Gideon got a counsel to represent him. This was the very able Abe Fortas. Mr. Abe Fortas was a seasoned lawyer who was well versed with legal proceedings and laws. Fortas hailed from Washington and he worked for the company of Arnold, Fortas and Porter. He mostly mediated between the private sector and the government basically advising the private investors on how to work within the confines of the law as they maximize on the existing good political will. Fortas had his work clearly cut off from the onset. He first had to look through the lower court ruling on this case to be able to build a credible argument before the Supreme Court. He did just that. It was notable to Mr. Fortas why Gideon had lost the case in the first place. Gideon was a novice in legal matters. He missed out on important aspects like cross examining witnesses.

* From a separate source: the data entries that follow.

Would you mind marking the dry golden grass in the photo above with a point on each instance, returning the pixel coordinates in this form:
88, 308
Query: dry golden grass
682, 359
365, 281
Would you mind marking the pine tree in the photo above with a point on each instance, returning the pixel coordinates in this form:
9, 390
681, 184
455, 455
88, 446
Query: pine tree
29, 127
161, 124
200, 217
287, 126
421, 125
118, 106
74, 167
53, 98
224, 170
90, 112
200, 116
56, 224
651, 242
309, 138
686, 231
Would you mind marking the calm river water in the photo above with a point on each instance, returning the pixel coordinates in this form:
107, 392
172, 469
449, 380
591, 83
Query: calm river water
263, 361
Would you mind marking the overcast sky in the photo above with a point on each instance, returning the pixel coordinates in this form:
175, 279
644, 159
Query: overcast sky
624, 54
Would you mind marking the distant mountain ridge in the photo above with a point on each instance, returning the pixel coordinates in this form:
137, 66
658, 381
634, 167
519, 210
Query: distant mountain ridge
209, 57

Gideon’s petition almost received a massive blow when Bruce Jacobs, an assistant attorney general representing Florida wrote some messages to the Attorney Generals of the other states to consolidate their support through amicus curiae briefs. Bruce Jacob however, was met with a rude shock after the filing deadline as more than twenty Attorney Generals had sided with Gideon. He was only able to get the support from Georgia and North Carolina. Attorney general Walter F. Mondale of Minnesota was one the attorney who was on the forefront campaign against Jacob’s amicus curiae briefs after learning about his (Jacob’s) position on the issue of right to a representative counsel. Gideon stood trial at the Supreme Court though he had initially asked to be exempted from trial citing the Fifth Amendment’s protection against retrial for the same offense (double jeopardy). Gideon was found innocent and acquitted.

It is important to note that during the rehearing of Gideon’s case, there were two lawyers that were to represent him from ACLU. Tobias Simon was the attorney that was to represent Gideon. He was of the Florida Civil Liberties Union which is a branch of the ACLU. However, Gideon did not fancy the idea of being represented by this Mr. Tobias Simon. He therefore turned him down and the court upheld his decision letting Mr. Fred Turner take over and finish the job successfully.

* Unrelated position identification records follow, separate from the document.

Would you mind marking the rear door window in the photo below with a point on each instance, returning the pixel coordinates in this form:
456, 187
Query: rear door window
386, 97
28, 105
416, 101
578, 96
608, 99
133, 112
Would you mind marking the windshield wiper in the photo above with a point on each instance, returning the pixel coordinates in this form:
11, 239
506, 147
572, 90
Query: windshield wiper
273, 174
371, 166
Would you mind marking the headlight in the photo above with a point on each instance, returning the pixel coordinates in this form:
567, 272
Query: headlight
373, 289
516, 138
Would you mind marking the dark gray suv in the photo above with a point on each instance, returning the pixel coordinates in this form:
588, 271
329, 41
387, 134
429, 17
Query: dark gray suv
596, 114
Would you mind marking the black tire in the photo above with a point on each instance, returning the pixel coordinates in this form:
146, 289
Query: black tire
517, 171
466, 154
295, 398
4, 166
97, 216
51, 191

In this book, Anthony Lewis uses several characters to bring out his subject matter. The role that Gideon is given is the one that really touches me. From the clamor for justice when all seemed lost, to the long judicial process, to the demanding task of being in the court room for the sixth time he was just incredible. He typifies a strong unwavering character that is not so abundant in the modern day prisoner. It is also important to point out that Lewis conveys several themes in his book. Themes like right to justice and fair trial, poverty, the plight of prisoners and judicial Injustices are well brought out. His main theme is right to justice. He takes an in depth look at an impoverished American citizen, Clarence Earl Gideon who is determined to get a fair trial. He is not shaken by the long and tedious legal processes and battles that he has to win to be free.

In a nutshell, Lewis’ understanding of legal terms and procedures is admirable in this book. He gives the reader very good legal background information about all the steps that the courts take and major decisions of the lower court and the Supreme Court. Lewis carves out the role of the court in the American society, that of reinforcing values and traditions of the society and shaping morals. His understanding of the American constitution is top notch. Even top lawyers surely marvel at his ability to interpret law and contextualize it in his book. I, however, feel that Lewis at some point makes the Supreme Court antagonize the lower court. He brings out the feeling that the lower courts do not always deliver justice to the offended. He would have done better in that regard. This book is a must read for everyone who is passionate about the law and its application in the United States of America. It also offers very good insight about state laws verses federal government laws.